Like many other foreign technology companies, Google has struggled to pull out meaningful profits from this huge base of internet users. India’s per-capita income stands around $2,000, compared with about $10,000 in China and more than $60,000 in the U.S.

“A one-size-fits-all global policy cannot work in a market like India,” said Pathak. “Google should come up with something local.”

The tech giant has the advantage that about 98% of smartphones in India run on its Android operating system, typically because iPhones are too costly for most locals. That’s why most users inclined to use its Play Store.

But Indian startup founders oppose Google’s 30% fee which would be excessive and hurt local developers. According to local developers, the new rule also violates Indian rules against payment for digital transactions. They’re thinking to develop a local app store, ideally with government help to create a successful alternative to Google’s Play Store.

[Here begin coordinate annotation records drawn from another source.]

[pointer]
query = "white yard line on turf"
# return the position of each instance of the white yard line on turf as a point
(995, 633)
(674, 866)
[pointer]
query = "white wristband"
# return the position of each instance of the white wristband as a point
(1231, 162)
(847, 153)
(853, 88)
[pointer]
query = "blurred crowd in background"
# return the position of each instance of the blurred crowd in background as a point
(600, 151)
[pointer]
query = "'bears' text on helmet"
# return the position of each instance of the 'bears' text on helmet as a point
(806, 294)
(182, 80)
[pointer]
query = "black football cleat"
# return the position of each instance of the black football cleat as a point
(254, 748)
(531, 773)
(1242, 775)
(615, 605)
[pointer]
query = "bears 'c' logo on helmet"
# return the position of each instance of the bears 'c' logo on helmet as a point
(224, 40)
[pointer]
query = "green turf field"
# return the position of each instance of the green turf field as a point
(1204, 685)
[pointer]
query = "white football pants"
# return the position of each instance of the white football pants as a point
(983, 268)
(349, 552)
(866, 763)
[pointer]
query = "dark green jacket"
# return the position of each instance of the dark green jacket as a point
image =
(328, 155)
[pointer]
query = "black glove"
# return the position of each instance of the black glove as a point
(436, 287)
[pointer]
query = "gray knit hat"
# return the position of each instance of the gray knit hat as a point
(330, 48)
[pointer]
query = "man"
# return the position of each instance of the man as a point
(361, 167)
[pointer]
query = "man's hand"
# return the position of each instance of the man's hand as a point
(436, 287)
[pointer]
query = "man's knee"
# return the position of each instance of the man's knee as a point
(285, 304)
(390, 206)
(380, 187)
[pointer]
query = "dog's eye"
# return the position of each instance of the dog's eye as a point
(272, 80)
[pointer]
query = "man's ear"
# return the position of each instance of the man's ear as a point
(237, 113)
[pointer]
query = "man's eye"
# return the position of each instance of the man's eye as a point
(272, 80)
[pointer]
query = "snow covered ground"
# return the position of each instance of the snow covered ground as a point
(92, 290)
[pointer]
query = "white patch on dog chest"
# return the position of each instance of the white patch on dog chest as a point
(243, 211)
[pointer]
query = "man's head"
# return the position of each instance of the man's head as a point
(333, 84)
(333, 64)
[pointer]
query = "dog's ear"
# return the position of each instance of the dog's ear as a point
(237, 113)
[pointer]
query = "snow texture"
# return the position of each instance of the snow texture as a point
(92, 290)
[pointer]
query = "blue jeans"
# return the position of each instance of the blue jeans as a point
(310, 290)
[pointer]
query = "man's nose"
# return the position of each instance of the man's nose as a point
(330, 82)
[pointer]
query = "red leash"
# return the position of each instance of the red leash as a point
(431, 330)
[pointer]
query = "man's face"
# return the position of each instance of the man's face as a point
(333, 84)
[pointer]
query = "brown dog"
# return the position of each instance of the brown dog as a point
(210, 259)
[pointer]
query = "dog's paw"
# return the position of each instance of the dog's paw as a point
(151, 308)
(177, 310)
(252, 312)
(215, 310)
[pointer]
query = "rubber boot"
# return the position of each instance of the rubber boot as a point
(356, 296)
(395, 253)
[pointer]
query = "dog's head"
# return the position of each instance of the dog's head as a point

Founder of digital payments provider Paytm, the most valuable startup in the country, Vijay Shekhar Sharma, has been a vocal critic of the American giant. A week ago, his company rolled out an Android Mini App Store that will provide local developers free listing for their apps and offer payment options at a 0% fee. Later, Paytm’s store convened its first ever developer conference and Sharma said he was aiming a million apps on the store by next year.

“This isn’t a mature ecosystem yet,” said Anup Jain, managing partner of the venture capital firm Orios Venture Partners. “A 30% Google commission puts a lot of startup business models under threat.”